Draining oil from under my land - Correlative Rights


#1

Sorry for this basic question. I have leased by mineral rights % on a 100 acres in Grimes County, Texas. How do I know if the production company is drilling nearby, taking oil from under my land, and not paying me for it? (I know they are not drilling on my land.) Seems like it is in their best interest not to tell me…What am I missing and how do I find out? I really appreciate you sharing your knowledge with me and others!!! All the best.


#2

The Texas Railroad Commission regulates all oil and gas drilling in Texas. They have very specific rules that govern where and how wells get drilled. They set spacing rules that determine how close a well may be drilled to a property line before the adjacent owner must be included in the well. In order to get a permit to drill, the RRC must be satisfied that all correlative rights are being protected.


#3

Thanks Steve. So if my producer is drilling down the road from my land (beyond the TRC distance) and they know it is still pulling oil from under my land, they dont have to pool me in? I just lose my oil? Much appreciated.


#4

That’s the whole point of the RRC spacing rules. The well is far enough away that it won’t be draining your oil.

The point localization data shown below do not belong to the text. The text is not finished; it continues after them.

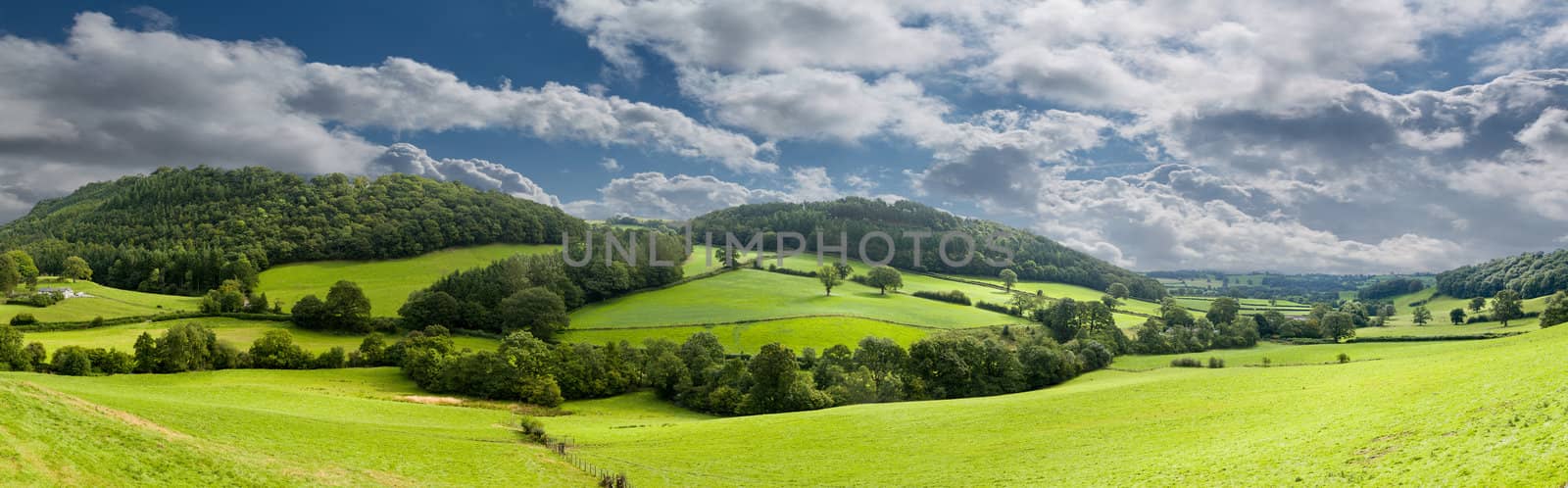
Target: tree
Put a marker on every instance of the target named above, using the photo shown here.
(1223, 310)
(1478, 303)
(1338, 325)
(1117, 289)
(25, 266)
(276, 350)
(535, 310)
(10, 278)
(347, 308)
(75, 268)
(885, 278)
(12, 352)
(1556, 310)
(1507, 307)
(71, 362)
(310, 313)
(830, 278)
(427, 308)
(1423, 315)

First off, you have know way of knowing if oil is even under your land. Even if it is, oil will only travel a short distance through the reservoir. That distance will vary depending on a lot a technical factors, such as pressure, viscosity, and permeability. This is how the RRC comes up with the spacing rules and is why spacing rules can be different for different areas. Contrary to common belief, oil is not found in big hollow caverns in the ground. It is contained within the pore structure of rock and will only migrate a fairly short distance.


#5

Just to add to my above post, if they have a producing well in the immediately adjacent spacing location to you, you can sometimes compel them to drill an offsetting well on your side of the fence. If they don’t agree to do that, then they must let your lease go.


#6

Extremely helpful! That is what I could not figure out…So, sounds like next steps are to go the Commission web site and see where my producer has wells. Is that what you would do?


#7

Steve,
I am curious as to when the RR Commission spacing criteria was set. Were the setback limits determined prior to the advent of fracking?

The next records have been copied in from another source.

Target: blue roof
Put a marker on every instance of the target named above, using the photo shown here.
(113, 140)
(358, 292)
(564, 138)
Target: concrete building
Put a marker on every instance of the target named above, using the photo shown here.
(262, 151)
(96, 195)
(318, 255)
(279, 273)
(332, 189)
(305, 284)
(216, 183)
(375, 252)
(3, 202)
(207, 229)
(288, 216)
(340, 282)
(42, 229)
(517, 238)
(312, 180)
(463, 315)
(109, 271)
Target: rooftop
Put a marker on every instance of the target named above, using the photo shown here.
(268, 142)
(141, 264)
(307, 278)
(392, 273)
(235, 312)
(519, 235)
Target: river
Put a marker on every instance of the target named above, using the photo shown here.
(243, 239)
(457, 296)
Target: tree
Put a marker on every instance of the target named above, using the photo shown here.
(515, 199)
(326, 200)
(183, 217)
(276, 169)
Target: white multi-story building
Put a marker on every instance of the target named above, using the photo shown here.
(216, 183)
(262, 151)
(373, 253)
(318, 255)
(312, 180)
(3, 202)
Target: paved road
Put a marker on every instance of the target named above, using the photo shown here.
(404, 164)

It seems to me that there are sufficient variables in the fracking process and the geology that it is conceivable that fracturing can extend across boundary lines resulting in oil being drawn from adjacent property. I believe I was reading on this site where well production drops have been documented when a new fracked well has started up next door.
Regards.


#8

Not to hijack this thread, but does New Mexico also have something like this in their rules?


#9

I can’t comment on the RRC specifically since I haven’t worked Texas in quite a while. I do know that other jurisdictions do continually modify and adjust their rules as more information becomes available. Interference between wells can happen but in my experience it occurs when wells are drilled too close together and doesn’t occur over long distances. Hydraulic fractures rarely extend more than a few hundred feet. In the case of Federal minerals, the BLM is actually reducing the size of spacing units to reflect the realities of shale production.